Re: New scheduler API proposal: unsuppress and clear_filter

Benjamin Mahler Mon, 10 Dec 2018 17:07:03 -0800

I think we're agreed:

    -There are no schedulers modeling the existing per-agent time-based
filters that mesos is tracking, and we shouldn't go in a direction that
encourages frameworks to try to model and manage these. So, we should be
very careful in considering something like CLEAR_FILTERS. We're probably
also agreed that the current filters aren't so great. :)
    -Letting a scheduler have more explicit control over the offers it gets
(both in shape of the offers and overall quantity of resources) is a good
direction to go in to reduce the inefficiency in the pessimistic offer
model.
    -Combining matchers of model (2) with REVIVE may eliminate the need for
CLEAR_FILTERS. I think once you have global matchers in play, it eliminates
the need for the existing decline filters to involve resource subsets and
we may be able to move new schedulers forward with a better model without
breaking old schedulers.


I don’t think model (1) was understood as intended.

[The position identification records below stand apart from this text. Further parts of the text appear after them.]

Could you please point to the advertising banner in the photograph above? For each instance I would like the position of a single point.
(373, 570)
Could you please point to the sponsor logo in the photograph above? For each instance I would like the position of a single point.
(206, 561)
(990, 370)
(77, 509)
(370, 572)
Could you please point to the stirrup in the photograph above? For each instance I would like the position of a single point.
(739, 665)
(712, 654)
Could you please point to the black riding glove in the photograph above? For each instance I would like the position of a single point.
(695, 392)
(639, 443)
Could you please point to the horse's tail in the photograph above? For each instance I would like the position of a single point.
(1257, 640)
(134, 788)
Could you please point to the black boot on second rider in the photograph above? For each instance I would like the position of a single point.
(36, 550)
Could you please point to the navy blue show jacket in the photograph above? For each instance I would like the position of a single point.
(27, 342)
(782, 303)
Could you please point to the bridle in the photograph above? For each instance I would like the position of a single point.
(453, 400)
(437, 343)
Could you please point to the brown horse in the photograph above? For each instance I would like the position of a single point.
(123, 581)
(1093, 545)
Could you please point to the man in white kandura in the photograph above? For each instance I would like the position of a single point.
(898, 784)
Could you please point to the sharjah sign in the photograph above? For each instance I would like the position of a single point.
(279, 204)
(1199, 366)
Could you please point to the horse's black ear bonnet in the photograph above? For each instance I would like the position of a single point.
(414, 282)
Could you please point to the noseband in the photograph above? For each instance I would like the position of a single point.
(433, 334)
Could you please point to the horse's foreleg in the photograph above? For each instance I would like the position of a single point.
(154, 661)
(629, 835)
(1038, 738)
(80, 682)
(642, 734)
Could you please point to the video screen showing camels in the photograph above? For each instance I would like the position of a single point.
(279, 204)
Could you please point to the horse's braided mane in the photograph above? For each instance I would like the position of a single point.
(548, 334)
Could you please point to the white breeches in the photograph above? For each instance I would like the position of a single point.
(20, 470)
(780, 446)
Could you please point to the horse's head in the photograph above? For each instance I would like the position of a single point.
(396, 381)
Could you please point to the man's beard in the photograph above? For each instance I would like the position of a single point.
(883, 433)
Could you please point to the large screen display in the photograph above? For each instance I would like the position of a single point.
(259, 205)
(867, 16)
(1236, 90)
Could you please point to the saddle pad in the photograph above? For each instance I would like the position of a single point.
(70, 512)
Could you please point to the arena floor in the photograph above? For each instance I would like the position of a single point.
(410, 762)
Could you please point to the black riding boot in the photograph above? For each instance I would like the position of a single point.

Schedulers would not be
expressing limits, they would be expressing a "request" equivalent to “how
much more they want”. The internal effective limit (equal to
allocation+request) is just an implementation detail here that demonstrates
how it fits cleanly into the allocation algorithm. So, if a scheduler needs
to run 10 tasks with [1 cpu, 10GB mem], they would express a request of
[10cpus ,100GB mem] regardless of how much else is already allocated at
that role/scheduler node.

>From a scheduler's perspective the difference between the two models is:

(1) expressing "how much more" you need
(2) expressing an offer "matcher"

So:

(1) covers the middle part of the demand quantity spectrum we currently
have: unsuppressed -> infinite additional demand, suppressed -> 0
additional demand, and now also unsuppressed w/ request of X -> X
additional demand

(2) is a global filtering mechanism to avoid getting offers in an unusable
shape

They both solve inefficiencies we have, and they're complementary: a
"request" could actually consist of (1) and (2), e.g. "I need an additional
10 cpus, 100GB mem, and I want offers to contain [1cpu, 10GB mem]".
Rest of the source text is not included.